Their maternal grandmother, who also lives in Hesperia, sometimes helps out with the younger girls to give Delgadillo a breather. Delgadillo and Stephanie’s biological father lives in Mexico and has had little contact with the sisters.
Delgadillo was born in East Los Angeles, but the family moved a lot, especially after her mother married Smith a decade ago. The military family was stationed in Hawaii and Newport News, Va., before settling in Hesperia.
Though she is barely into her 20s, Delgadillo says her wild days are over. Her lip and nose are pierced, and her seven tattoos -- many scrawled in Tibetan script -- all are easily hidden beneath her clothes.
She was a baby-sitter for her sisters when she was younger -- a duty that made this transition much easier.
The girls each reacted differently when their parents first left. Grace turned inward, not talking much. Ashley had nightmares and would occasionally find her way to the bed of one of her sisters. Emily’s eyes frequently welled with tears when talking with her mother on the phone.
“They ask for Mom and say, ‘I miss Dad,’ ” Delgadillo said. “But all I can say is that I miss them too and they’ll be back in a while.”
A fear of missed moments
Stephanie, a senior at Hesperia High, is worried her parents will miss crowning moments of her young life -- checking out colleges, attending the prom and graduation.
“I want them to be here,” said Stephanie, an ROTC member who is contemplating a future in the Army or Navy. “They requested their rest and relaxation for my graduation, but I’m not sure if they are going to get it. It’s kind of a bummer.”
Holidays without their parents have been rough. On Thanksgiving, Delgadillo cooked a big meal for the family, and the reality of the situation kicked in.
“That was the one time I really just lost it and started crying,” Delgadillo said. “They sent a Thanksgiving e-mail of them eating dinner in a cafeteria, and I don’t know.... It just looked so cold.”
In late January, 12 U.S. troops were killed in a helicopter crash northeast of Baghdad. Her stepfather called later that day to assure her he wasn’t among them -- although he was in a helicopter just four miles from the crash.

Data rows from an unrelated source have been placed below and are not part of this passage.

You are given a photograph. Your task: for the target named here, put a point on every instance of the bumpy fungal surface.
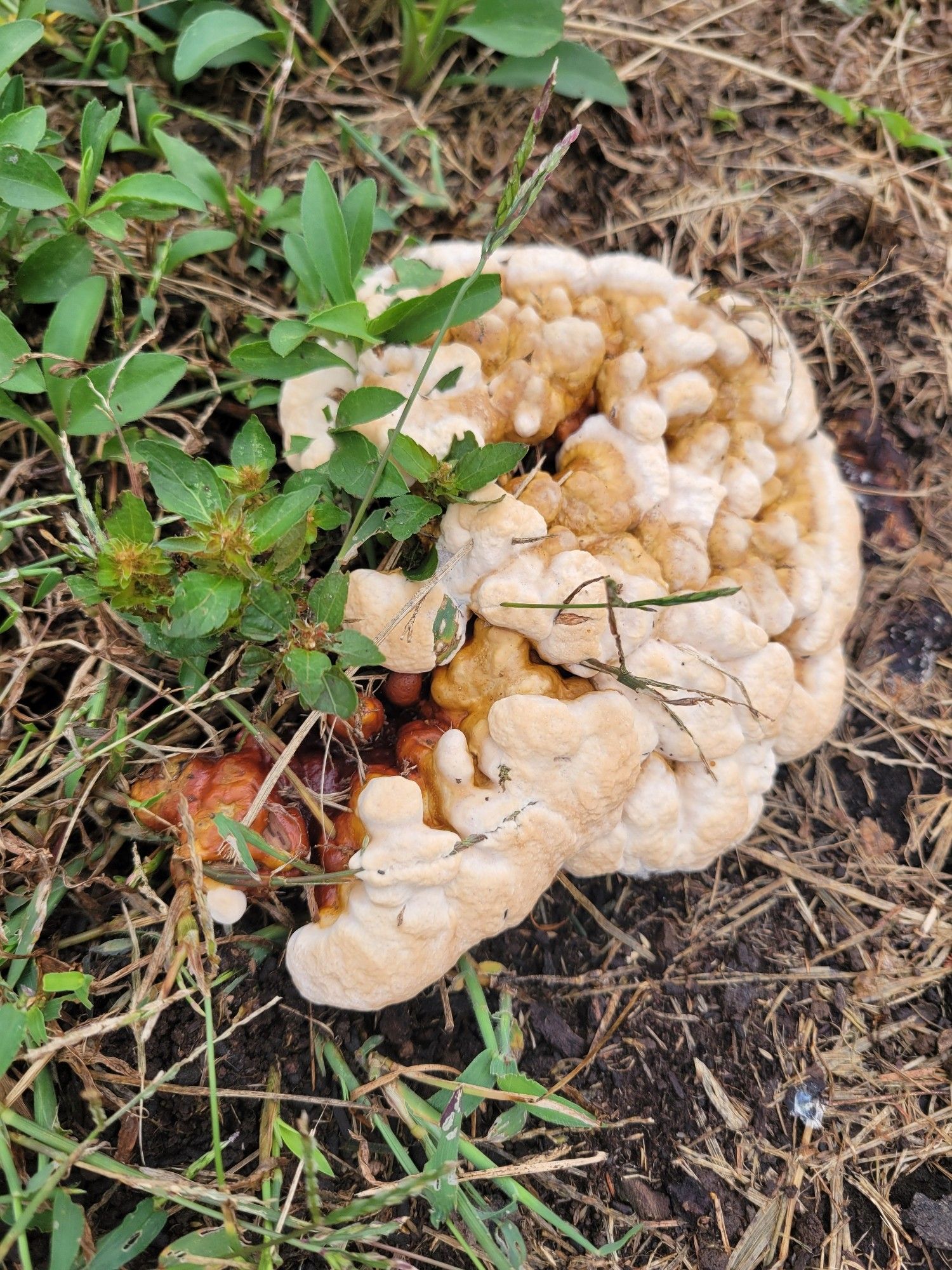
(684, 454)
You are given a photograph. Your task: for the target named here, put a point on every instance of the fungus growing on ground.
(678, 454)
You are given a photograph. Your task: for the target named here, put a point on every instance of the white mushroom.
(568, 737)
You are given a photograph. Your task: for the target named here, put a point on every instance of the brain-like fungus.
(678, 453)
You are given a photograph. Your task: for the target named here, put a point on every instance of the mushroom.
(185, 797)
(685, 455)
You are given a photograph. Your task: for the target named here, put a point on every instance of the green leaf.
(328, 600)
(446, 631)
(416, 274)
(131, 1236)
(268, 613)
(308, 670)
(291, 1139)
(408, 516)
(211, 35)
(364, 406)
(150, 187)
(414, 460)
(84, 590)
(310, 293)
(286, 336)
(13, 346)
(202, 604)
(484, 465)
(257, 358)
(16, 39)
(274, 520)
(204, 1250)
(29, 182)
(67, 1233)
(477, 1073)
(109, 224)
(72, 328)
(357, 210)
(582, 74)
(253, 448)
(326, 234)
(444, 1193)
(56, 267)
(554, 1109)
(140, 387)
(69, 981)
(517, 27)
(425, 568)
(510, 1123)
(131, 521)
(194, 170)
(197, 243)
(841, 106)
(13, 1029)
(351, 648)
(97, 128)
(23, 129)
(449, 382)
(411, 322)
(338, 695)
(350, 319)
(354, 464)
(190, 488)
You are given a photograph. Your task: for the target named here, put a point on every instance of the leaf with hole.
(202, 604)
(110, 398)
(131, 1236)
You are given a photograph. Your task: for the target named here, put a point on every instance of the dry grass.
(817, 958)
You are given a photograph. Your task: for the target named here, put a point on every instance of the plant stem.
(214, 1094)
(13, 1186)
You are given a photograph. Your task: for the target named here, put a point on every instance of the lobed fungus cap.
(682, 453)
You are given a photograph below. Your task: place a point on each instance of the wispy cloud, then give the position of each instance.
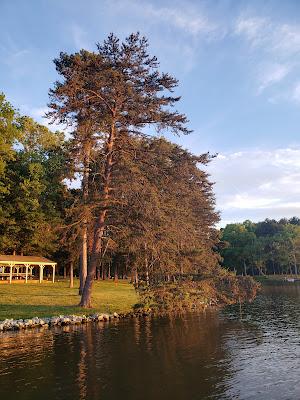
(275, 49)
(184, 16)
(79, 37)
(271, 74)
(257, 184)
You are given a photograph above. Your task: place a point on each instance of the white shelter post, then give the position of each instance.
(10, 272)
(41, 272)
(26, 275)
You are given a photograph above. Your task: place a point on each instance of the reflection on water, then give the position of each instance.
(215, 355)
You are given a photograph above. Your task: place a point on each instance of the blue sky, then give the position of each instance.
(238, 64)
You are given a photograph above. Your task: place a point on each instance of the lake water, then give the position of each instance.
(213, 355)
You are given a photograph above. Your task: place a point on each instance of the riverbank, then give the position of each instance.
(265, 279)
(23, 301)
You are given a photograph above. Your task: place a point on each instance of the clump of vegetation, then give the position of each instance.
(262, 248)
(194, 293)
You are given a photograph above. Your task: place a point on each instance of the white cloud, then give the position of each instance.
(183, 16)
(252, 28)
(79, 37)
(257, 184)
(274, 51)
(275, 37)
(271, 74)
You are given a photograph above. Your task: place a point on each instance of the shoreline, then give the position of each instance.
(8, 325)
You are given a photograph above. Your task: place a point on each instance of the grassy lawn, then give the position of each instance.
(20, 300)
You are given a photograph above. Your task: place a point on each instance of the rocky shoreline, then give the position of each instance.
(64, 320)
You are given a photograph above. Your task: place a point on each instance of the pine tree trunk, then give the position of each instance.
(86, 300)
(85, 188)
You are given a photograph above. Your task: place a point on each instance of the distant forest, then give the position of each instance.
(267, 247)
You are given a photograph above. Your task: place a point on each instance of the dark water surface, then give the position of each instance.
(214, 355)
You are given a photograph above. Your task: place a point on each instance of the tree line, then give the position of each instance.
(266, 247)
(145, 207)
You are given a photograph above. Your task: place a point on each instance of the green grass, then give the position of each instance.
(20, 300)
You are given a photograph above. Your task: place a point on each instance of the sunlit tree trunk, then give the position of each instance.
(100, 223)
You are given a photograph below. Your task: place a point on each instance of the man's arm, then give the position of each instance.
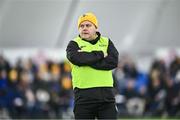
(110, 62)
(81, 58)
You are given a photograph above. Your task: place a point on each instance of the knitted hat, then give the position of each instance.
(89, 17)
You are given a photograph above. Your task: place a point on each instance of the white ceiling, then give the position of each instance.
(136, 26)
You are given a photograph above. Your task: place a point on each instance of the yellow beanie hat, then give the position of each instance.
(89, 17)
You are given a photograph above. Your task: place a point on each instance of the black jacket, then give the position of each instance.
(94, 59)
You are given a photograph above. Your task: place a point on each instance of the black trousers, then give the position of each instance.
(106, 110)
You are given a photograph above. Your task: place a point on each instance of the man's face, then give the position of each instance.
(87, 30)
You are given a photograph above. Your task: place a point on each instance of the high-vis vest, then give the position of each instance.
(86, 76)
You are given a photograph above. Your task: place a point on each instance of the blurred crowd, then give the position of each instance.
(155, 93)
(43, 89)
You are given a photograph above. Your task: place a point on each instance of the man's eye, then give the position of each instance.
(88, 25)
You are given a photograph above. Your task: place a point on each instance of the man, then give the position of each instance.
(92, 57)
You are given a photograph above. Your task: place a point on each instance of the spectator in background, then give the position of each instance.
(93, 57)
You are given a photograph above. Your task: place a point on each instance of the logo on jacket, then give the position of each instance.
(82, 46)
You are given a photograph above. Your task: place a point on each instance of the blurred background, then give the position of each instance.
(35, 79)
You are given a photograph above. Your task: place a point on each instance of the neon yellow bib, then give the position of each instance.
(88, 77)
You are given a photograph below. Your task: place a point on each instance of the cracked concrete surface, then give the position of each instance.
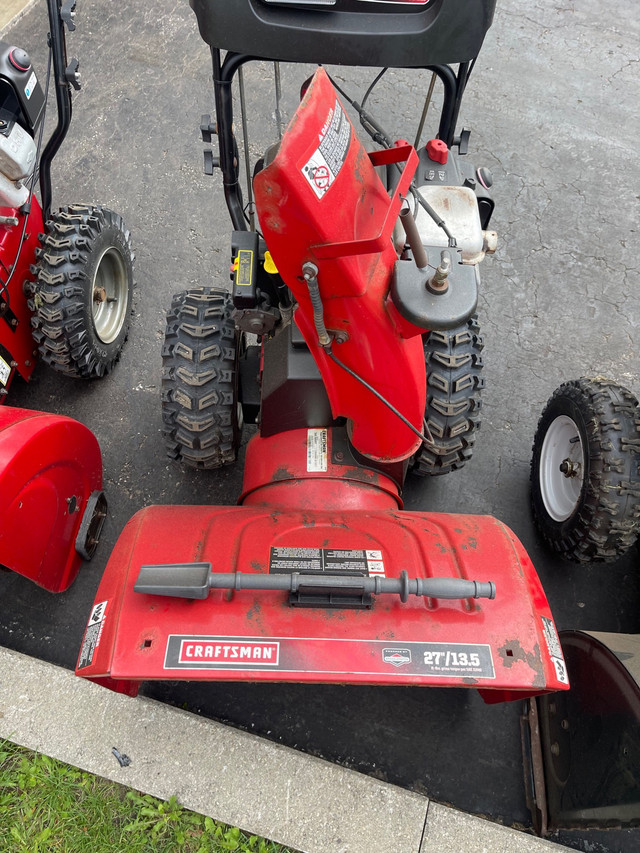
(553, 108)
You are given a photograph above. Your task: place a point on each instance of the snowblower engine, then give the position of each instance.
(21, 107)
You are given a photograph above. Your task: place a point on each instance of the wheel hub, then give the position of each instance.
(110, 296)
(561, 468)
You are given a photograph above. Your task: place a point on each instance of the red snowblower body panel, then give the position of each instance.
(51, 506)
(321, 201)
(319, 575)
(18, 352)
(299, 523)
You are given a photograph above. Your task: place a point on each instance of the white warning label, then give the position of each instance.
(5, 371)
(316, 450)
(321, 169)
(92, 635)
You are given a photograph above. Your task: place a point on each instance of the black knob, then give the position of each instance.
(19, 58)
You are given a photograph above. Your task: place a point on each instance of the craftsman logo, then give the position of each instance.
(397, 657)
(228, 651)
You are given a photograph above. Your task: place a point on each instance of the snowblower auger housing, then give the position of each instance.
(319, 575)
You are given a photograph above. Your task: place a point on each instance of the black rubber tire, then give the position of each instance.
(86, 251)
(202, 424)
(606, 519)
(454, 384)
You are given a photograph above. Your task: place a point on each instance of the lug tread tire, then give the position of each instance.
(61, 298)
(606, 521)
(200, 378)
(454, 384)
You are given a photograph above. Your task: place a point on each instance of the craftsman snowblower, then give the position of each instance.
(358, 273)
(66, 282)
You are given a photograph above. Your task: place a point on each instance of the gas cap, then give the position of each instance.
(19, 58)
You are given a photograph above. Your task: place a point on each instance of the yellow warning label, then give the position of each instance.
(243, 266)
(269, 265)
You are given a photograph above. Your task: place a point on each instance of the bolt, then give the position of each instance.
(570, 468)
(309, 271)
(439, 282)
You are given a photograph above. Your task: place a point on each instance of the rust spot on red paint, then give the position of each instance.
(512, 651)
(282, 473)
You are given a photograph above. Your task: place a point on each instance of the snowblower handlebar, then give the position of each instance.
(194, 580)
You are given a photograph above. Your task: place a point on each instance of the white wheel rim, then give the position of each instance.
(561, 489)
(110, 295)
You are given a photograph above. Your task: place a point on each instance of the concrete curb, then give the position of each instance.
(262, 787)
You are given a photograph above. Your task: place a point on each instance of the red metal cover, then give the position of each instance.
(49, 467)
(322, 201)
(16, 342)
(506, 647)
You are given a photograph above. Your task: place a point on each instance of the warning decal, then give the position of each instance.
(555, 649)
(330, 560)
(92, 635)
(316, 450)
(5, 371)
(243, 267)
(321, 169)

“That was the only time I really worried,” Delgadillo says. “But my mom is safe as can be. She doesn’t leave the base at all.”
After returning from Target, Delgadillo plops on the living room couch to watch television. A television news report about a Baghdad car bombing comes on, and she quickly changes channels. Another Iraq report. She flips channels again.
Stephanie comes home from school, and Delgadillo starts assembling the care package to be sent to Iraq. As the sun begins its arc down over this desert town, she rushes to pick up Emily and Ashley from day care.
The family of sisters sits down for dinner and gathers around the TV to watch an Animal Planet special on wolves. Afterward, Delgadillo coaxes Emily and Ashley into bed, a nightly battle of wills that can last two hours.
The girls say Delgadillo is more lenient than their mother. But if anyone messes up, Iraq is only an e-mail away.
“My mom is still the law in this house,” Delgadillo says.
“She’s just far away. The only difference is that now she does her yelling in all caps.”